On cligne des yeux à l'apparition de la paisible Rivendell, on crache l'air impur des landes desséchées du Mordor, on respire même la vague odeur de crottin qui embaume le hall d'Edoras, mais cette armée de concepteurs, on ne la voit pas. La Terre du Milieu a pris vie, fonctionne selon sa géographie propre, elle respire. Le décor est posé.

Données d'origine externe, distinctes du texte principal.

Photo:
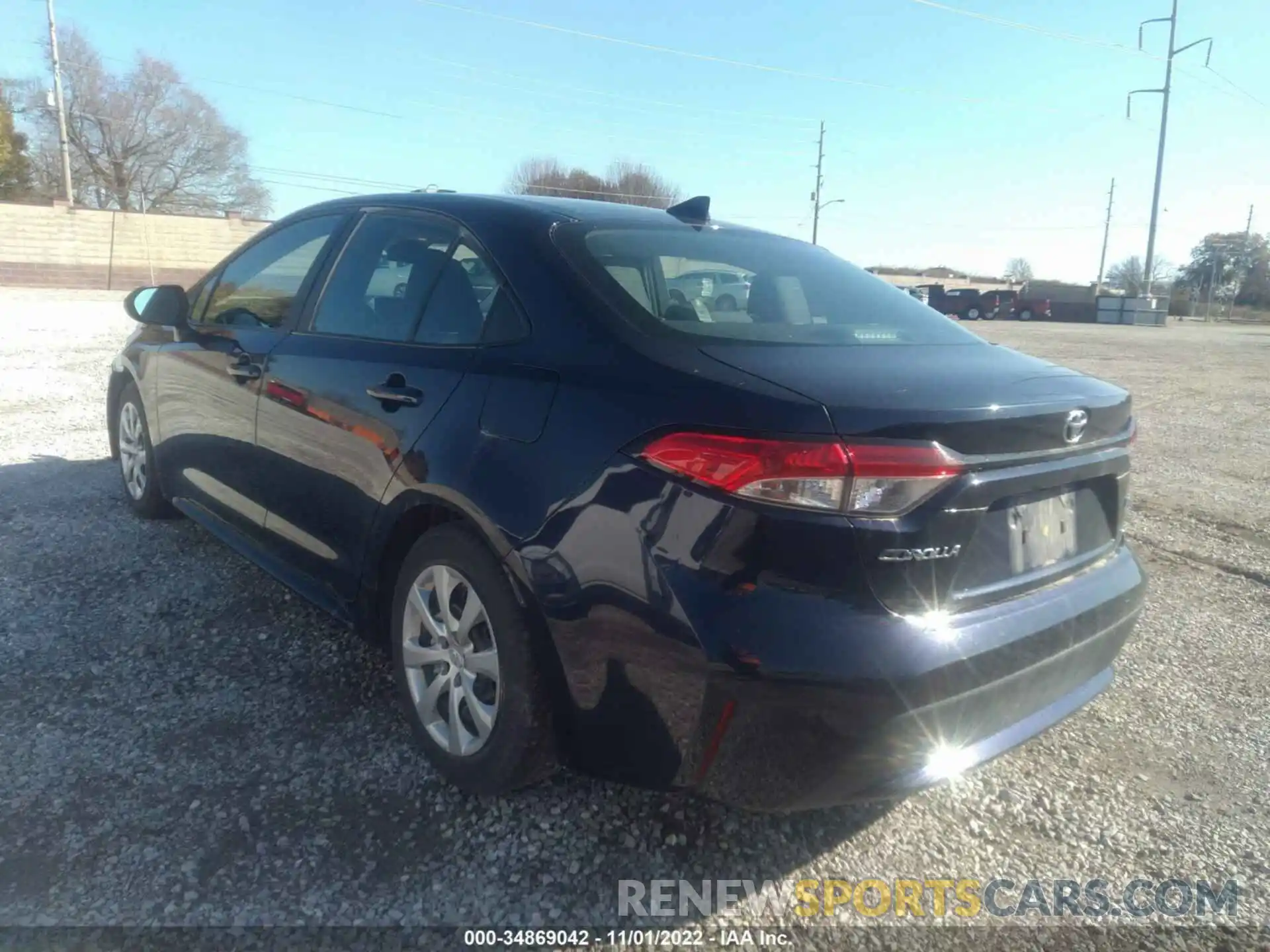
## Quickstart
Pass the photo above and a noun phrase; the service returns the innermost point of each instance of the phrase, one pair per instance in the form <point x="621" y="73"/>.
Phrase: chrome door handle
<point x="388" y="394"/>
<point x="244" y="371"/>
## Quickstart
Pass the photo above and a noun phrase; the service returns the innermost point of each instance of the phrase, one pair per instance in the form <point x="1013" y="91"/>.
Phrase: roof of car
<point x="546" y="208"/>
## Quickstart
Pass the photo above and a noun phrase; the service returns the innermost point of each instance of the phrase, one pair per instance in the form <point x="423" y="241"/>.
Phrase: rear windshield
<point x="746" y="286"/>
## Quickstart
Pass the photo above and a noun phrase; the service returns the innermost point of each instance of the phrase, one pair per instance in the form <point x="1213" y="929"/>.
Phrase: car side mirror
<point x="165" y="305"/>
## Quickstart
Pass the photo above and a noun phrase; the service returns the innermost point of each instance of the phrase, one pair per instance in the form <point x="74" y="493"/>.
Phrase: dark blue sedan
<point x="821" y="546"/>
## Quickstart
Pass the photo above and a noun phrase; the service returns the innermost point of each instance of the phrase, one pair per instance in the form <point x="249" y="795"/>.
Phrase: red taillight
<point x="890" y="479"/>
<point x="867" y="479"/>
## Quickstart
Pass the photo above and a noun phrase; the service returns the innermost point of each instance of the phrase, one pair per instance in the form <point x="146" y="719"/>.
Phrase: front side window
<point x="665" y="280"/>
<point x="258" y="288"/>
<point x="388" y="270"/>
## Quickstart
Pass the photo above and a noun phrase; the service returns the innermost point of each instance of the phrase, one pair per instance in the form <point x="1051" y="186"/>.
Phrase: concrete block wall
<point x="59" y="247"/>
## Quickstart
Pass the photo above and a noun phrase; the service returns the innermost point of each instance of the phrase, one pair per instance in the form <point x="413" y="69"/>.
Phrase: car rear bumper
<point x="963" y="692"/>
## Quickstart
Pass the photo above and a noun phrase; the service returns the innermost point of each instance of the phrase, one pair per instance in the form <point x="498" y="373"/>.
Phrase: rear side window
<point x="386" y="273"/>
<point x="258" y="287"/>
<point x="742" y="286"/>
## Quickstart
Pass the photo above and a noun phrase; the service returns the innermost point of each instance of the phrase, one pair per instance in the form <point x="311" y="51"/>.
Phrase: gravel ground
<point x="186" y="743"/>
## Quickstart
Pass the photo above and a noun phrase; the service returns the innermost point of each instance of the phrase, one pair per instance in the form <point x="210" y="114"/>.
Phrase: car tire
<point x="503" y="739"/>
<point x="138" y="459"/>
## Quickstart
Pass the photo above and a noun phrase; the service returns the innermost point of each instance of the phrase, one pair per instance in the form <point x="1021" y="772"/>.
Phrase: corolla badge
<point x="919" y="555"/>
<point x="1075" y="427"/>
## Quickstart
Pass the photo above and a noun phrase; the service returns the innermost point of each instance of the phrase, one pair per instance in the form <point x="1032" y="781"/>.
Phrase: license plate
<point x="1042" y="532"/>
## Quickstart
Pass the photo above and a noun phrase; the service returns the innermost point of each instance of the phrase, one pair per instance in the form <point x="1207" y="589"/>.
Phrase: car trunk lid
<point x="1044" y="450"/>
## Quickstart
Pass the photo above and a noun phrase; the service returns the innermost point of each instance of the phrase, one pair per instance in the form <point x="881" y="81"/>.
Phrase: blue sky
<point x="974" y="143"/>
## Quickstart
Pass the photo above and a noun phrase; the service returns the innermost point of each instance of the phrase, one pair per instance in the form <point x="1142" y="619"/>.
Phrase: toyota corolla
<point x="820" y="547"/>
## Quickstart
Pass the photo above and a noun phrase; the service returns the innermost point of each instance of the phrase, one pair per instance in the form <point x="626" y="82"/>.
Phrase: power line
<point x="691" y="55"/>
<point x="611" y="134"/>
<point x="1238" y="89"/>
<point x="1031" y="28"/>
<point x="712" y="110"/>
<point x="1085" y="41"/>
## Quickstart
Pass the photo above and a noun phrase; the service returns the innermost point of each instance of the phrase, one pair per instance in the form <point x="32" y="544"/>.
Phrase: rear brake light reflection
<point x="865" y="479"/>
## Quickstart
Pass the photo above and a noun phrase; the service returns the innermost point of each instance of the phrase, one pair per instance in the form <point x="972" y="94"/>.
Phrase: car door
<point x="352" y="390"/>
<point x="210" y="379"/>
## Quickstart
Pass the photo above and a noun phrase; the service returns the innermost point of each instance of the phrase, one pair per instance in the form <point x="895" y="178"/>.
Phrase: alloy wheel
<point x="132" y="450"/>
<point x="451" y="660"/>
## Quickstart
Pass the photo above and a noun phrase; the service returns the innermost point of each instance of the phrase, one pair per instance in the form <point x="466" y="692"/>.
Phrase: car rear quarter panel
<point x="578" y="522"/>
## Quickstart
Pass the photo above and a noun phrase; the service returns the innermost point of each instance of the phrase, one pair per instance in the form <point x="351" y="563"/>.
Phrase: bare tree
<point x="16" y="169"/>
<point x="635" y="183"/>
<point x="629" y="183"/>
<point x="143" y="138"/>
<point x="1127" y="276"/>
<point x="1019" y="270"/>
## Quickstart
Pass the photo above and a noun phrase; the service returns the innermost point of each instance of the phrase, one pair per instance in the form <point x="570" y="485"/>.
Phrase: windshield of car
<point x="748" y="286"/>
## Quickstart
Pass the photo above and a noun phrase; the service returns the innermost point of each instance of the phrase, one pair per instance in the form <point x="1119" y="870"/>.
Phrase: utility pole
<point x="1171" y="19"/>
<point x="1248" y="264"/>
<point x="1212" y="281"/>
<point x="1107" y="234"/>
<point x="817" y="205"/>
<point x="820" y="183"/>
<point x="63" y="141"/>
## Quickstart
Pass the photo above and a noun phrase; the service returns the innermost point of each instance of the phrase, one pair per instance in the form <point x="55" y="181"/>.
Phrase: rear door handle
<point x="243" y="368"/>
<point x="399" y="394"/>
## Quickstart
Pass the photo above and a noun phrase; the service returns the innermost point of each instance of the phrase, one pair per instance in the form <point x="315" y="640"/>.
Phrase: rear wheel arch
<point x="425" y="513"/>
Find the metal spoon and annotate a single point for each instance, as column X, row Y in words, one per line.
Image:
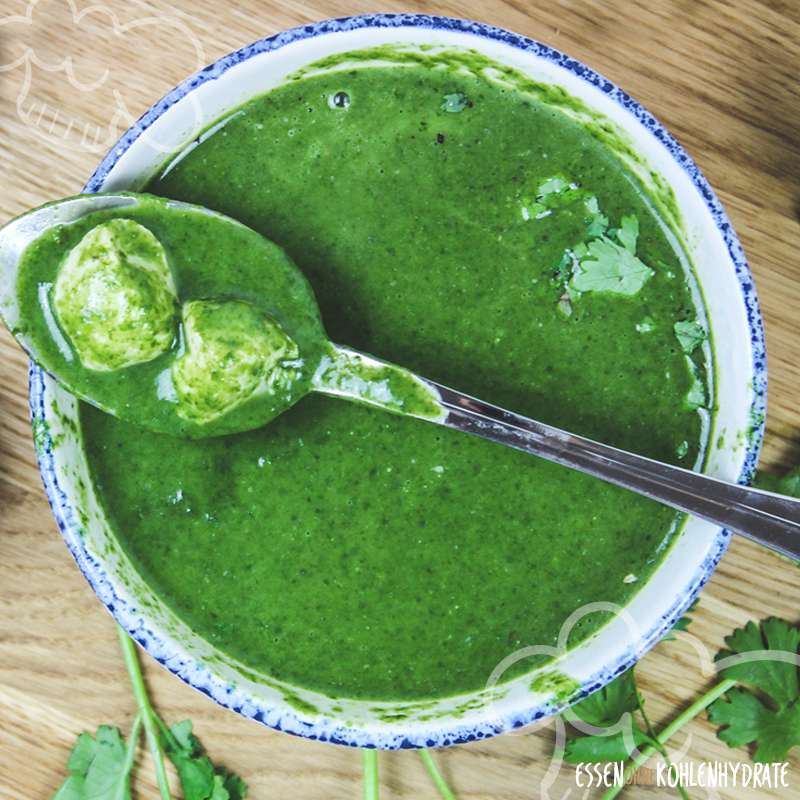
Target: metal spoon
column 770, row 519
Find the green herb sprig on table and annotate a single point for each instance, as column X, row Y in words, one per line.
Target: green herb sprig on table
column 101, row 766
column 756, row 702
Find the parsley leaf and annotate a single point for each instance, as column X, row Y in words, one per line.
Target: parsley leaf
column 607, row 708
column 200, row 780
column 689, row 335
column 628, row 233
column 776, row 678
column 773, row 722
column 100, row 766
column 609, row 267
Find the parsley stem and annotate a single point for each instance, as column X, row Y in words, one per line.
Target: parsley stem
column 661, row 749
column 133, row 740
column 146, row 711
column 438, row 779
column 699, row 705
column 370, row 758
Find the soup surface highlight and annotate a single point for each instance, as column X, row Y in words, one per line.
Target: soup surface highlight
column 483, row 238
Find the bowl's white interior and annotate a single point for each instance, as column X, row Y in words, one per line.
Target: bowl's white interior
column 664, row 596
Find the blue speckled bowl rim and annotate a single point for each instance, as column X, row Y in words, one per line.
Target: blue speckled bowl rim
column 453, row 731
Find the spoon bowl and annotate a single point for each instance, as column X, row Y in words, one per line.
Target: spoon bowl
column 273, row 338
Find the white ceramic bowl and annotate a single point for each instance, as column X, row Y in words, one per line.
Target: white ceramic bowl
column 738, row 351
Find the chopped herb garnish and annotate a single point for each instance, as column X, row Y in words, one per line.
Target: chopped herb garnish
column 101, row 766
column 771, row 719
column 628, row 233
column 609, row 267
column 689, row 335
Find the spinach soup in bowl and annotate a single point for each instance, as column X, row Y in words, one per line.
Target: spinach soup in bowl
column 487, row 230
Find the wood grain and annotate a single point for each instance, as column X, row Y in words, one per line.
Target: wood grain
column 721, row 75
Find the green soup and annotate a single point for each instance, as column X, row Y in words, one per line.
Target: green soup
column 368, row 555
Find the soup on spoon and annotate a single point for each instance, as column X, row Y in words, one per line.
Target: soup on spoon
column 184, row 321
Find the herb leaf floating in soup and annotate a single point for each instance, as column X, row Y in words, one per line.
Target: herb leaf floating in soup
column 232, row 351
column 605, row 266
column 114, row 296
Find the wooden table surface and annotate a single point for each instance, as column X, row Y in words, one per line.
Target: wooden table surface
column 721, row 75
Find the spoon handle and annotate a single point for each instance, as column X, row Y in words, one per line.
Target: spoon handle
column 770, row 519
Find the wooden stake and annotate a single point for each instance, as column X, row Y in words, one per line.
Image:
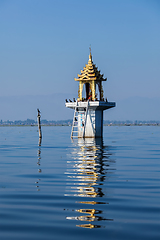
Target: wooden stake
column 39, row 123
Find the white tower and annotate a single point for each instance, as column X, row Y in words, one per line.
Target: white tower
column 88, row 114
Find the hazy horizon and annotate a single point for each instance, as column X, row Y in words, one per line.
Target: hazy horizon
column 45, row 44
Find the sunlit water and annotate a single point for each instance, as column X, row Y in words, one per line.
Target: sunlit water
column 85, row 189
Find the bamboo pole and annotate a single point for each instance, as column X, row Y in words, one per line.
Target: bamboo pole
column 39, row 123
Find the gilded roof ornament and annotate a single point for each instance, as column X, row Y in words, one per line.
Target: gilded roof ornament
column 90, row 72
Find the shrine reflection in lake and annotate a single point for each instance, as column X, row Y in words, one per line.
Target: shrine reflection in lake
column 89, row 168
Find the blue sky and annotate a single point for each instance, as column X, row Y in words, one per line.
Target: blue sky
column 45, row 44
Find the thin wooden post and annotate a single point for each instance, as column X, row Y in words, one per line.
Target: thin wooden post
column 39, row 123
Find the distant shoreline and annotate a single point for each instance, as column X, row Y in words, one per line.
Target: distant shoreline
column 105, row 125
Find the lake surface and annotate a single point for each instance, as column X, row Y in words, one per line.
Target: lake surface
column 59, row 189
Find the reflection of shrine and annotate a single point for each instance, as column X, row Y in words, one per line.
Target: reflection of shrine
column 87, row 172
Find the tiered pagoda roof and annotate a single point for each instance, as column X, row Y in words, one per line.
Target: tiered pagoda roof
column 90, row 72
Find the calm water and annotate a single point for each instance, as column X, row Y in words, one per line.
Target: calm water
column 107, row 189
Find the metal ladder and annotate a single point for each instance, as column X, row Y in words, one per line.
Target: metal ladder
column 75, row 120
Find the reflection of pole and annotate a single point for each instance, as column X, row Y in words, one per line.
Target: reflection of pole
column 39, row 123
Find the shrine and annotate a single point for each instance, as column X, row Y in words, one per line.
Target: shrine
column 90, row 104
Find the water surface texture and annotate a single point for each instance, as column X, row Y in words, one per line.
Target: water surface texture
column 105, row 188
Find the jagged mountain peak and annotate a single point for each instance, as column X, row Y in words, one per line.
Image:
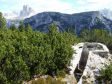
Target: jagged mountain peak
column 106, row 13
column 77, row 21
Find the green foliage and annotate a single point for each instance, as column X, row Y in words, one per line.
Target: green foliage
column 107, row 73
column 2, row 21
column 48, row 80
column 25, row 53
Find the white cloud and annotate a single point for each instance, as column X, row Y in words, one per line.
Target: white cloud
column 44, row 5
column 90, row 5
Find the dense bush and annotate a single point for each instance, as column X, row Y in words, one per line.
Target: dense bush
column 25, row 53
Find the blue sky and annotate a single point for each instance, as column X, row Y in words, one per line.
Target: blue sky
column 64, row 6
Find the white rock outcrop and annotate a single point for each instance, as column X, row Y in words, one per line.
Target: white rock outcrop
column 88, row 60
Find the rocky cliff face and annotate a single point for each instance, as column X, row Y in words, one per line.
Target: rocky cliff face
column 88, row 60
column 76, row 22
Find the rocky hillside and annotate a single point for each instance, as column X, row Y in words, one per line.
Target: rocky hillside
column 75, row 22
column 88, row 60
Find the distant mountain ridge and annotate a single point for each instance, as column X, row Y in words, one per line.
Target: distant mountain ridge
column 78, row 21
column 22, row 14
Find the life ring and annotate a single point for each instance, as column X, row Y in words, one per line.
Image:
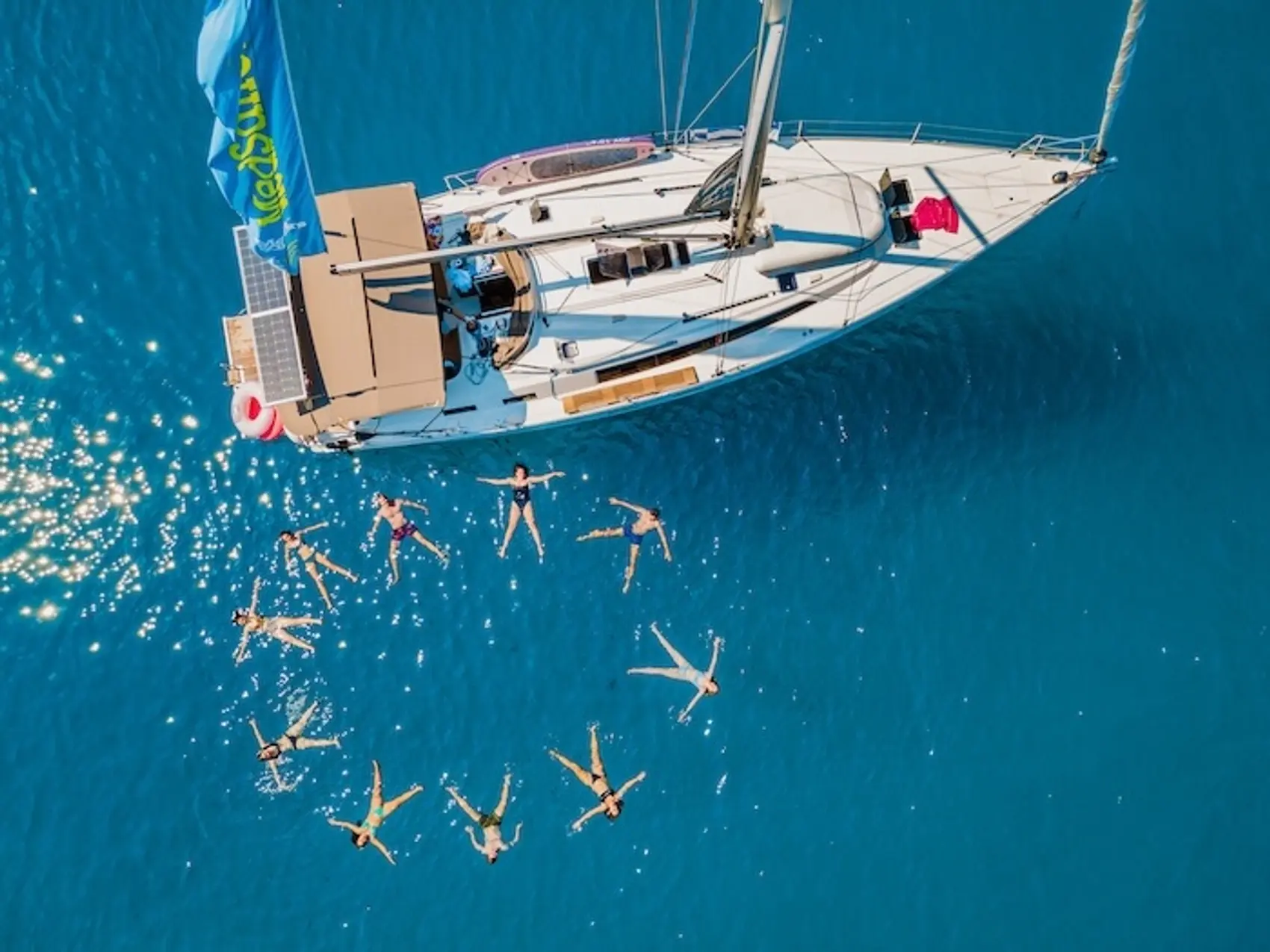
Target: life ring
column 250, row 413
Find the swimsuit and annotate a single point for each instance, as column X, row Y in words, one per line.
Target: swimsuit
column 607, row 792
column 404, row 531
column 521, row 495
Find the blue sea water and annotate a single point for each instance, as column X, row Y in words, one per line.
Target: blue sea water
column 991, row 573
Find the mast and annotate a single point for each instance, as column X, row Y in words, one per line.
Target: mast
column 560, row 237
column 758, row 121
column 1119, row 76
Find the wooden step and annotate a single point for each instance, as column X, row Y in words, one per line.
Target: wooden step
column 631, row 390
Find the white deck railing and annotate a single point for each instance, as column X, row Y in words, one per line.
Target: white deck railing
column 1057, row 146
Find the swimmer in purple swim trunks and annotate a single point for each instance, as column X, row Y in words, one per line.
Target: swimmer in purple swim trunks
column 394, row 511
column 645, row 520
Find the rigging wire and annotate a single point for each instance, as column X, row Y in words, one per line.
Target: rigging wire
column 1119, row 76
column 720, row 90
column 660, row 63
column 684, row 70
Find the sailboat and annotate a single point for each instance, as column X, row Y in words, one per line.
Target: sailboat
column 573, row 283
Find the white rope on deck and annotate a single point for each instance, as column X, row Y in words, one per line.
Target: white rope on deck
column 1119, row 75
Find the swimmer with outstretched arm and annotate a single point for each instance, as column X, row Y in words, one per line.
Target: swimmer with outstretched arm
column 292, row 739
column 255, row 623
column 645, row 520
column 489, row 824
column 294, row 544
column 394, row 511
column 375, row 816
column 597, row 780
column 521, row 482
column 704, row 682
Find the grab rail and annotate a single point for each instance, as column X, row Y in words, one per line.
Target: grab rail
column 1076, row 148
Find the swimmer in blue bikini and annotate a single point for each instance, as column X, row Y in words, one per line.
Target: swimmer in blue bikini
column 375, row 816
column 704, row 681
column 394, row 511
column 645, row 520
column 521, row 482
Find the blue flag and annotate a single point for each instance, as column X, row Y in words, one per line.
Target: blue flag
column 257, row 156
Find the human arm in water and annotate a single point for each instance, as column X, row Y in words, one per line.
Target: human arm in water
column 516, row 838
column 626, row 787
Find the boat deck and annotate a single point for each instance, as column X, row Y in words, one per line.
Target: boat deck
column 592, row 346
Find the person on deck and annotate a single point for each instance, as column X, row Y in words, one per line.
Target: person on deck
column 489, row 824
column 292, row 739
column 645, row 520
column 394, row 511
column 704, row 682
column 294, row 544
column 521, row 482
column 365, row 832
column 255, row 623
column 597, row 778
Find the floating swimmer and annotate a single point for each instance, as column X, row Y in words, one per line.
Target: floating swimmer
column 521, row 482
column 291, row 739
column 375, row 816
column 704, row 682
column 610, row 801
column 394, row 511
column 255, row 623
column 294, row 544
column 634, row 532
column 489, row 824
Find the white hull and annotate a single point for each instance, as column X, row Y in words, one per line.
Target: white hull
column 704, row 321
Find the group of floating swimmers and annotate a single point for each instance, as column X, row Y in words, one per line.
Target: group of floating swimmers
column 393, row 511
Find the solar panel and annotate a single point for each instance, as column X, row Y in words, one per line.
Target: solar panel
column 277, row 355
column 264, row 287
column 273, row 332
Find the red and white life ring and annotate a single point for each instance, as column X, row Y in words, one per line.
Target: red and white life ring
column 253, row 419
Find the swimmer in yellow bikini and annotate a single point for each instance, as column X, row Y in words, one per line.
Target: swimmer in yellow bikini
column 294, row 544
column 375, row 816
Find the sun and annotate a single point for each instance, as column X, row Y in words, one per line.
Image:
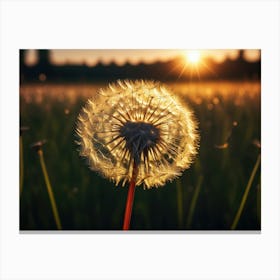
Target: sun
column 193, row 57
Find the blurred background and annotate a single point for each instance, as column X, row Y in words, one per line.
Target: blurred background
column 223, row 87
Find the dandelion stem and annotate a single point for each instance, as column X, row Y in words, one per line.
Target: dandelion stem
column 130, row 198
column 21, row 163
column 194, row 200
column 245, row 195
column 49, row 189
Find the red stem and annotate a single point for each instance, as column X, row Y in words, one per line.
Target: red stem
column 130, row 198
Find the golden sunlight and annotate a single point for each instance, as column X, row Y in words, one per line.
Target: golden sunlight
column 193, row 57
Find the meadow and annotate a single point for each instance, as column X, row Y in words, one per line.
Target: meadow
column 207, row 195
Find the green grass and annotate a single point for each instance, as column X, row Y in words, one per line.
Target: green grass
column 86, row 201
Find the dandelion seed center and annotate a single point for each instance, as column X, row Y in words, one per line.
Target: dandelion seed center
column 139, row 137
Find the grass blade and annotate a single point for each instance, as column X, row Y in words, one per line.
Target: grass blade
column 194, row 201
column 245, row 195
column 179, row 203
column 49, row 189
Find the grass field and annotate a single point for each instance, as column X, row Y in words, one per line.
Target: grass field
column 206, row 197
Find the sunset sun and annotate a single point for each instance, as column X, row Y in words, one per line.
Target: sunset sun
column 193, row 57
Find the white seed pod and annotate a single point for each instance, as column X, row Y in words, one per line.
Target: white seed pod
column 137, row 123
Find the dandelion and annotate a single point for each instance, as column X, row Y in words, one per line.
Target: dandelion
column 137, row 132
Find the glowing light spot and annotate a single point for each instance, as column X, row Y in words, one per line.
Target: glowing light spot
column 193, row 57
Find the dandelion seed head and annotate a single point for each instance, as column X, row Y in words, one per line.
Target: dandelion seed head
column 137, row 122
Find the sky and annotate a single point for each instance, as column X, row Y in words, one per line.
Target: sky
column 120, row 57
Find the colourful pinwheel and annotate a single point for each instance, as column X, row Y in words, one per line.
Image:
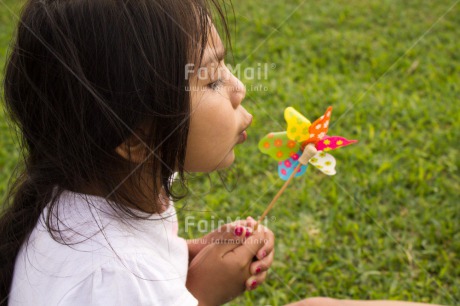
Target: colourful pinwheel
column 286, row 147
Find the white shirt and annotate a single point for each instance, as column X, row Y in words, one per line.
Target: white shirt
column 132, row 262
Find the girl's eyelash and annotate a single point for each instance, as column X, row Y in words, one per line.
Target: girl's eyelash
column 215, row 85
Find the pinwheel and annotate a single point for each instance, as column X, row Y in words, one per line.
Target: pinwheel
column 302, row 143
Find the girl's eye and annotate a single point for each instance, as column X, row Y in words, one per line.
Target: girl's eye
column 216, row 84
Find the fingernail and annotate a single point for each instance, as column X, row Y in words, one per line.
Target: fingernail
column 248, row 232
column 239, row 231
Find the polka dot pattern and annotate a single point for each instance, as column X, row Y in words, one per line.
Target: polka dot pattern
column 318, row 129
column 278, row 145
column 329, row 143
column 324, row 162
column 298, row 125
column 286, row 167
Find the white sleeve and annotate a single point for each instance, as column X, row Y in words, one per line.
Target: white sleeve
column 131, row 283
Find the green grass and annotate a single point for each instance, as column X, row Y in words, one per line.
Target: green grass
column 387, row 225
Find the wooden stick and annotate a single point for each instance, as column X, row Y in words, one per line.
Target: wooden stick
column 307, row 154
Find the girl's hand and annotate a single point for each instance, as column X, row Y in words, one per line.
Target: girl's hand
column 220, row 270
column 264, row 257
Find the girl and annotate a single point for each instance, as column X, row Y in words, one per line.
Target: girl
column 111, row 100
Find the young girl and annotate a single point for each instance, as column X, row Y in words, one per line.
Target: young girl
column 113, row 97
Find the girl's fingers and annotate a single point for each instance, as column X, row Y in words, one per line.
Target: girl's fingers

C'est dans ce décor que vont intervenir une grande variété de personnages. Une compagnie de neuf héros, la "Communauté de l'Anneau", mais aussi de puissants magiciens, des rois ombrageux, un Seigneur des Ténèbres et ses sinistres serviteurs... Tous ou presque sont extrêmement vivants et riches, d'une part parce qu'ils évoluent et se positionnent dans le décor déjà exposé et son lot de races, royaumes et intrigues de pouvoir, d'autre part parce qu'ils sont campés par des acteurs talentueux et surtout bien choisis. Il faut pardonner à Orlando Bloom la vacuité de son regard et se concentrer sur sa grâce elfique. Viggo Mortensen, Sir Christopher Lee, Ian McKellen, prennent entière possession de leur personnage et imposent leur présence à l'écran avec une force remarquable. Les hobbits, eux, respirent l'authenticité (et l'herbe à pipe). Même les acteurs secondaires, je pense aux personnages d'Eomer et Eowyn, à Galadriel, à Denethor et Faramir, à Gryma, sont exceptionnels. Enfin mention spéciale au génial Andy Serkis, qui commence avec ce film une longue série de rôles invisibles en la personne de Gollum.


Les effets spéciaux, révolutionnaires pour l’époque, sont dans l'ensemble réussis et n'ont pas vraiment vieilli en presque 15 ans. Un coup d’œil aux bonus vous convaincra de l'extraordinaire ingéniosité qui a été déployée. La mise en scène, elle, est souvent très intelligente sans être particulièrement originale. Le montage est plutôt parfait : chaque scène dure exactement ce qu'il faut, chaque image a sa place.


Mais ce qui sublime vraiment le film, c'est la bande-son, composées par Howard Shore et interprétées par le London Philharmonic Orchestra.


Des chœurs aériens pour les rois elfes sous le ciel,
Un thème bucolique pour les hobbits et leur bonne chère,
Épique et nostalgique le Gondor plein d'orgueil,
Un violon oublié pour les Rohirrim austères,
Un thème pour le Seigneur ténébreux sur son sombre trône,
Au Royaume de Mordor où s'étendent les ombres
Un thème pour les gouverner tous
Un thème pour les trouver
Un thème pour les amener tous,
et dans les ténèbres les lier...


Mais aussi, moins connu et tout aussi génial, le thème des Ents par exemple.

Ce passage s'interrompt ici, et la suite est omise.